Security experts say the diplomatic escalation reflects structural tensions between Asia’s two largest economies.

Analyst Yasuhiro Kawakami of the Sasakawa Peace Foundation told the Washington Post that he did not believe Takaichi intended to “magnify the incident” but warned that “pushing Japan further into the American camp is not in China’s interests, and Beijing knows this.”

Professor Ren Xiao, from Fudan University, told the newspaper that the Chinese reactions “reflect the deep distrust towards the new Japanese leader” and noted that “emotional and inflammatory comments will only worsen the situation”.
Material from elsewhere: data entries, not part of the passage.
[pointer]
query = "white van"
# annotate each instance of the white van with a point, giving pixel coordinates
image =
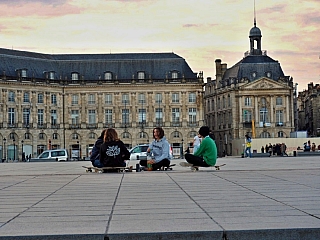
(58, 154)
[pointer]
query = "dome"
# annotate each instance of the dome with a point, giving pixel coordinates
(255, 32)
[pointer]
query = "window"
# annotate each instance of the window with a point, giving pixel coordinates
(279, 101)
(279, 117)
(40, 98)
(11, 97)
(175, 97)
(142, 98)
(53, 99)
(91, 99)
(74, 99)
(141, 75)
(247, 101)
(11, 116)
(264, 115)
(24, 73)
(92, 116)
(125, 99)
(125, 116)
(41, 136)
(107, 76)
(51, 75)
(26, 97)
(75, 116)
(108, 99)
(174, 75)
(247, 116)
(158, 115)
(175, 115)
(176, 134)
(158, 98)
(92, 135)
(192, 115)
(75, 136)
(108, 116)
(40, 116)
(26, 116)
(74, 76)
(192, 98)
(142, 115)
(55, 136)
(54, 117)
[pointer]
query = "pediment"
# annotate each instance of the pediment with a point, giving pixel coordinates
(264, 83)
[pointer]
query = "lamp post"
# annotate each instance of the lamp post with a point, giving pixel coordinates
(4, 150)
(78, 150)
(22, 154)
(182, 148)
(14, 149)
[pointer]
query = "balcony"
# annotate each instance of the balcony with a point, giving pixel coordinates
(92, 126)
(55, 126)
(41, 125)
(74, 126)
(176, 124)
(109, 125)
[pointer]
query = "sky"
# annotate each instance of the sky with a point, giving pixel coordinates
(200, 31)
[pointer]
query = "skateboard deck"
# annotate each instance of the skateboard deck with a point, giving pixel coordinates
(196, 168)
(101, 170)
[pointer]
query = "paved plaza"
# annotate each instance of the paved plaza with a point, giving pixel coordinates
(262, 198)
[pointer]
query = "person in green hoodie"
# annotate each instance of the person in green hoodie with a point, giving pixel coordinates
(206, 155)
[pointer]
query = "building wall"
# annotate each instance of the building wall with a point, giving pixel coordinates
(83, 135)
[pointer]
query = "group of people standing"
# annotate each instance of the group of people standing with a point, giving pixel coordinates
(110, 151)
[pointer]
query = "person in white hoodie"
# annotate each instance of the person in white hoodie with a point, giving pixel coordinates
(159, 149)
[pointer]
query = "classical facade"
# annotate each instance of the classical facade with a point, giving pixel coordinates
(309, 110)
(252, 97)
(66, 100)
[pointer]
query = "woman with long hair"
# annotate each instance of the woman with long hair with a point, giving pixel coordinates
(113, 152)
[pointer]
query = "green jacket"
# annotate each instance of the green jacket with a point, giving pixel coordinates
(208, 151)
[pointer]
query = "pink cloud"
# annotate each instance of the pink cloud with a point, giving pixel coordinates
(42, 8)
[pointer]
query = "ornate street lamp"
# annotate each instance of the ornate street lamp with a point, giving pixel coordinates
(4, 150)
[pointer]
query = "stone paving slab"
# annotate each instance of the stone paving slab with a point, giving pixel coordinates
(265, 198)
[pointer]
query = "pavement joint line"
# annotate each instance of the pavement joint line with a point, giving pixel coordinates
(285, 180)
(197, 204)
(113, 205)
(39, 200)
(261, 194)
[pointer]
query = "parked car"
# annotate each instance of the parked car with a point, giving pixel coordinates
(139, 150)
(58, 154)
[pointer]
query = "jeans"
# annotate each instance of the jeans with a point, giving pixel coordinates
(195, 160)
(163, 163)
(248, 149)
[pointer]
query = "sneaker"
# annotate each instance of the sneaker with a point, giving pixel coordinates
(186, 164)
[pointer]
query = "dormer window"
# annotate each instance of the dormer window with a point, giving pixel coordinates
(74, 76)
(108, 76)
(141, 75)
(268, 74)
(174, 75)
(51, 75)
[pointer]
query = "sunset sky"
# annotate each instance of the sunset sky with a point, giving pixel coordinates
(200, 31)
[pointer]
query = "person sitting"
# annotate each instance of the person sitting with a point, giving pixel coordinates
(207, 153)
(159, 149)
(94, 157)
(113, 152)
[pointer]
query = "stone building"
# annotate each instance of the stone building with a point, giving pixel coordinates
(65, 100)
(309, 110)
(252, 97)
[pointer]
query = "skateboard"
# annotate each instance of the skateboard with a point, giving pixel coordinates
(196, 168)
(101, 170)
(167, 168)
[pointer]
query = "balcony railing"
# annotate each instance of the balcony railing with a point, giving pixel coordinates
(92, 126)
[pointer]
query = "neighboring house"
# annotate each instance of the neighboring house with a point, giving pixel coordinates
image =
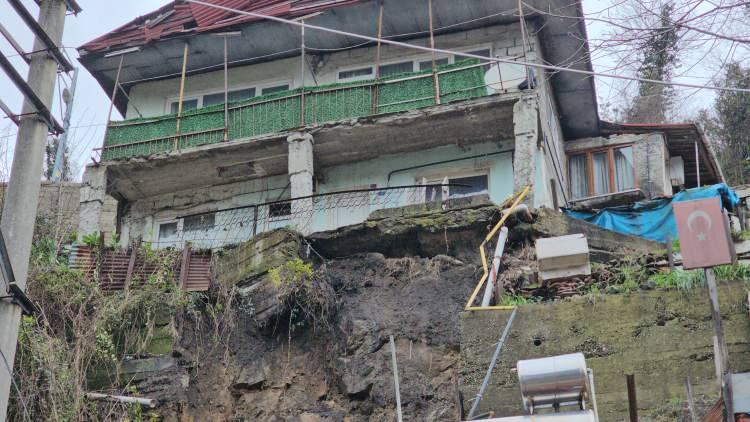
(214, 174)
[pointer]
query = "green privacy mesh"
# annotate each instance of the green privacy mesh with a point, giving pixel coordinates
(282, 110)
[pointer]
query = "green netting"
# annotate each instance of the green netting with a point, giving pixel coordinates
(281, 111)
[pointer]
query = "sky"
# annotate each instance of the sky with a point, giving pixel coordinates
(91, 103)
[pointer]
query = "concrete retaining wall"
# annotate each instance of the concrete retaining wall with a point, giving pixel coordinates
(660, 336)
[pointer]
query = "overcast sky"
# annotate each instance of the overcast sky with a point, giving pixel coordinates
(91, 102)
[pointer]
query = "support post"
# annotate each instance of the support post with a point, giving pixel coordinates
(632, 400)
(226, 91)
(302, 76)
(721, 355)
(399, 416)
(375, 97)
(301, 174)
(697, 164)
(22, 196)
(179, 103)
(59, 167)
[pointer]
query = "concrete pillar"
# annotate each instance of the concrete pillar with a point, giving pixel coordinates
(526, 133)
(98, 212)
(301, 174)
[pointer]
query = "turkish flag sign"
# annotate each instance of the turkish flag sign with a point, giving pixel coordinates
(704, 235)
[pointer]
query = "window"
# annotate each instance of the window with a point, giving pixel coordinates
(273, 89)
(356, 74)
(280, 210)
(601, 172)
(186, 105)
(427, 64)
(198, 223)
(168, 235)
(236, 95)
(471, 186)
(396, 68)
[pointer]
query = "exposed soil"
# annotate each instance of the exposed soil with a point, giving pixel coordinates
(340, 371)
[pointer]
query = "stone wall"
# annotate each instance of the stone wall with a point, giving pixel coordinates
(58, 203)
(660, 336)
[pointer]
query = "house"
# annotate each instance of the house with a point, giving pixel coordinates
(236, 125)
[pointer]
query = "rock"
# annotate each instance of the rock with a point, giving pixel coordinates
(251, 377)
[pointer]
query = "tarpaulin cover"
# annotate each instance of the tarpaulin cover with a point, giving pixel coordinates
(653, 219)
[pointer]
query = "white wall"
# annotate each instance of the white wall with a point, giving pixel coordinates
(151, 98)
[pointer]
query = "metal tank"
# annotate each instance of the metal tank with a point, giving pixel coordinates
(553, 382)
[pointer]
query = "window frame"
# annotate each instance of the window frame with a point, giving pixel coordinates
(198, 95)
(610, 150)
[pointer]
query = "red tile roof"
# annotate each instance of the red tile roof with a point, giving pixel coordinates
(179, 17)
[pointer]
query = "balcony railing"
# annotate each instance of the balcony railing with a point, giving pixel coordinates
(293, 109)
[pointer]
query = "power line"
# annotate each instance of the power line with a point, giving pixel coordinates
(461, 54)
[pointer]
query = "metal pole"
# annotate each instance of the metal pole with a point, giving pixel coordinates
(435, 77)
(302, 77)
(182, 94)
(493, 362)
(720, 345)
(632, 400)
(226, 92)
(22, 196)
(58, 169)
(697, 164)
(375, 96)
(395, 381)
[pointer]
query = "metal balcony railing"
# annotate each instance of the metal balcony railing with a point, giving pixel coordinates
(292, 109)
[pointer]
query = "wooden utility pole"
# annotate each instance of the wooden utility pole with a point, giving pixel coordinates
(22, 197)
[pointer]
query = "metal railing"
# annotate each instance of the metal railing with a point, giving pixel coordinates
(292, 109)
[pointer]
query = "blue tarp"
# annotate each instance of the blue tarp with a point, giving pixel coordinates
(653, 219)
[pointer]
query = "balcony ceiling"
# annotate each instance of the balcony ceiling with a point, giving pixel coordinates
(460, 123)
(561, 40)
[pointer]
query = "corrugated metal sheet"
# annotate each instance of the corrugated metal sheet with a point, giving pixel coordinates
(119, 268)
(174, 19)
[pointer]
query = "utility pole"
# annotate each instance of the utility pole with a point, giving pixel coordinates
(62, 144)
(22, 197)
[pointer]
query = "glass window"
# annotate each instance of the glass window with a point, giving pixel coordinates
(579, 184)
(624, 172)
(396, 68)
(601, 172)
(203, 222)
(236, 95)
(356, 74)
(427, 64)
(186, 105)
(273, 89)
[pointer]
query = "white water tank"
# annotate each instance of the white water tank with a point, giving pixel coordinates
(555, 381)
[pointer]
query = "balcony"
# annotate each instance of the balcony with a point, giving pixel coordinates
(292, 109)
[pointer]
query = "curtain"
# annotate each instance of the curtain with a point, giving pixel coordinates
(579, 187)
(624, 175)
(601, 173)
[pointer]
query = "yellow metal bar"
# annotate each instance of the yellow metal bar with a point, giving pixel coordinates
(483, 254)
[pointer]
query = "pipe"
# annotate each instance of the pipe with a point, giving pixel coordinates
(436, 163)
(123, 399)
(493, 362)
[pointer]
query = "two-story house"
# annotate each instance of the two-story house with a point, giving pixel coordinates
(237, 124)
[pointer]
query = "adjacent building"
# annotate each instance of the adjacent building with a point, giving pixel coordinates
(236, 125)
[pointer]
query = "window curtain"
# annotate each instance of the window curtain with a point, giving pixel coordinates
(601, 173)
(579, 187)
(624, 174)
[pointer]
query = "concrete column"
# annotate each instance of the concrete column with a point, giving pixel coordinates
(98, 212)
(301, 174)
(526, 132)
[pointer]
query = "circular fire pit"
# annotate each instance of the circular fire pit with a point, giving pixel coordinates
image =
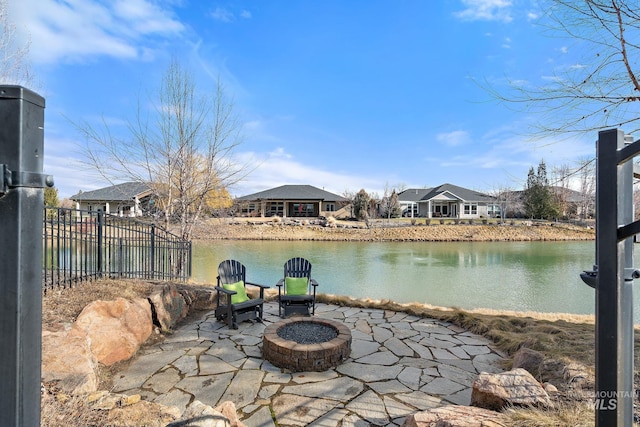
(306, 344)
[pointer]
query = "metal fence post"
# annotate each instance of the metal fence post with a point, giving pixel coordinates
(21, 220)
(613, 277)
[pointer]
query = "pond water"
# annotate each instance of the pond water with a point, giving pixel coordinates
(520, 276)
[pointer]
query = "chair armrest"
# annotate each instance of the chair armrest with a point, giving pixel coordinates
(225, 291)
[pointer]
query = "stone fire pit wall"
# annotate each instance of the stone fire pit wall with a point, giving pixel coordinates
(297, 357)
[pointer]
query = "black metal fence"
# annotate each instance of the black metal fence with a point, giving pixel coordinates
(83, 245)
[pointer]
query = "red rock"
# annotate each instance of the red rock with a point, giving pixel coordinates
(116, 329)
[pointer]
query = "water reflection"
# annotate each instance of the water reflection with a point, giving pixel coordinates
(538, 276)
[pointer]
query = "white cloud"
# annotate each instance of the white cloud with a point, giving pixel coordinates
(486, 10)
(79, 29)
(455, 138)
(223, 15)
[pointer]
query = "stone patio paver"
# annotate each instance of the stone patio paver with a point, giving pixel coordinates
(399, 364)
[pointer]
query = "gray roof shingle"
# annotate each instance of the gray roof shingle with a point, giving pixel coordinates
(118, 192)
(424, 194)
(294, 192)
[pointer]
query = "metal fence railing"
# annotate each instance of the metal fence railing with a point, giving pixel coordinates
(83, 245)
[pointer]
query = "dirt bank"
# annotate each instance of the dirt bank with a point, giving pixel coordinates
(351, 231)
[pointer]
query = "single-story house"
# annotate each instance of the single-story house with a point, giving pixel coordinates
(572, 203)
(126, 199)
(293, 201)
(448, 201)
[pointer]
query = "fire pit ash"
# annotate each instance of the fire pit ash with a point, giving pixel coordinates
(306, 344)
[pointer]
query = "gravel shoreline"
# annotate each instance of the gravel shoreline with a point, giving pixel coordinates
(273, 230)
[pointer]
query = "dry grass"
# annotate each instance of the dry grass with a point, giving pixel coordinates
(565, 337)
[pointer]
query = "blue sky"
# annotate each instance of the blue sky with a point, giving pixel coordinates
(341, 95)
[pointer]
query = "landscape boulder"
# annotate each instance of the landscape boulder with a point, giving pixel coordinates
(513, 388)
(68, 361)
(168, 305)
(116, 329)
(456, 416)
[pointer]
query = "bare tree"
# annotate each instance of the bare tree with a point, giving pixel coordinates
(561, 188)
(602, 89)
(586, 187)
(14, 65)
(389, 204)
(184, 153)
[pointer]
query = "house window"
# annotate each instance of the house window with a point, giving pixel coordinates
(440, 210)
(276, 209)
(471, 209)
(493, 210)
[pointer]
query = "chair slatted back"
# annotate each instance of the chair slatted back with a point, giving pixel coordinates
(297, 267)
(231, 271)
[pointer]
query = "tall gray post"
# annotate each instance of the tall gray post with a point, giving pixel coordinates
(21, 211)
(614, 278)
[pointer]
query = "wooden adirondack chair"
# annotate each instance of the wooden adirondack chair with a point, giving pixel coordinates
(297, 290)
(233, 304)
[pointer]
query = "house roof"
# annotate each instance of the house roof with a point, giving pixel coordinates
(425, 194)
(294, 192)
(118, 192)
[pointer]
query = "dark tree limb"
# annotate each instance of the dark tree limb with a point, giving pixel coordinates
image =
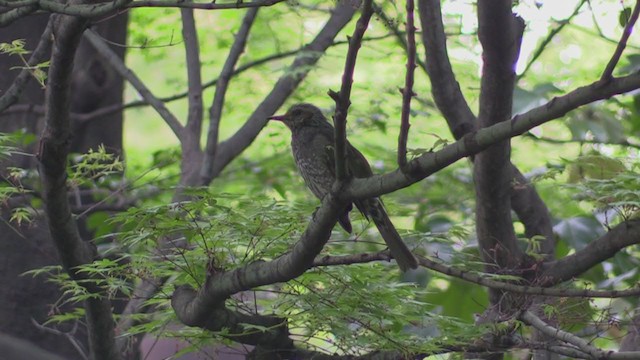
(6, 18)
(215, 111)
(230, 148)
(54, 148)
(608, 71)
(101, 9)
(550, 36)
(525, 201)
(616, 239)
(500, 33)
(193, 309)
(479, 140)
(40, 53)
(407, 91)
(117, 63)
(343, 98)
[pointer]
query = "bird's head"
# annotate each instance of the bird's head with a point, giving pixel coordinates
(302, 115)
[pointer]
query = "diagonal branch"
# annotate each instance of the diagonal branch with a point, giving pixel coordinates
(531, 319)
(194, 307)
(616, 239)
(472, 143)
(303, 63)
(54, 149)
(215, 111)
(608, 71)
(108, 55)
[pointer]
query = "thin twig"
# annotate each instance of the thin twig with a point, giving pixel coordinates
(215, 111)
(117, 63)
(407, 92)
(531, 319)
(39, 54)
(194, 79)
(580, 141)
(342, 98)
(552, 34)
(608, 71)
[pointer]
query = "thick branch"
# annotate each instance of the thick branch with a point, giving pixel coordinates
(53, 154)
(531, 319)
(500, 33)
(215, 111)
(525, 201)
(472, 143)
(82, 10)
(194, 309)
(98, 10)
(6, 18)
(343, 98)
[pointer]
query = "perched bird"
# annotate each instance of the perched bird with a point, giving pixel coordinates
(312, 143)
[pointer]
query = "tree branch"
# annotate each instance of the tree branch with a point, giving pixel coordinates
(608, 71)
(215, 111)
(193, 128)
(12, 95)
(407, 92)
(525, 201)
(285, 86)
(531, 319)
(500, 34)
(54, 148)
(101, 9)
(343, 98)
(472, 143)
(108, 55)
(194, 308)
(616, 239)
According to him, “if Takaichi refuses to read the environment and doubles down on his unpleasant comments, it is clear that the Chinese side will not back down either.”

The incident occurs just days after the first meeting between Takaichi and President Xi Jinping, on the sidelines of the APEC summit in South Korea, when both had promised to seek a “constructive and stable relationship”.

Now, the confrontation over Taiwan reopens historical wounds and calls bilateral dialogue into question.

For China, the Japanese statements break the tacit post-war pact, according to which Tokyo should remain neutral in disputes over Chinese sovereignty. By invoking the memory of Japanese colonialism and reaffirming the one-China principle, Beijing reinforces its historical legitimacy and the defense of territorial integrity in the face of new military and political pressures from the Washington-Tokyo axis in the Indo-Pacific.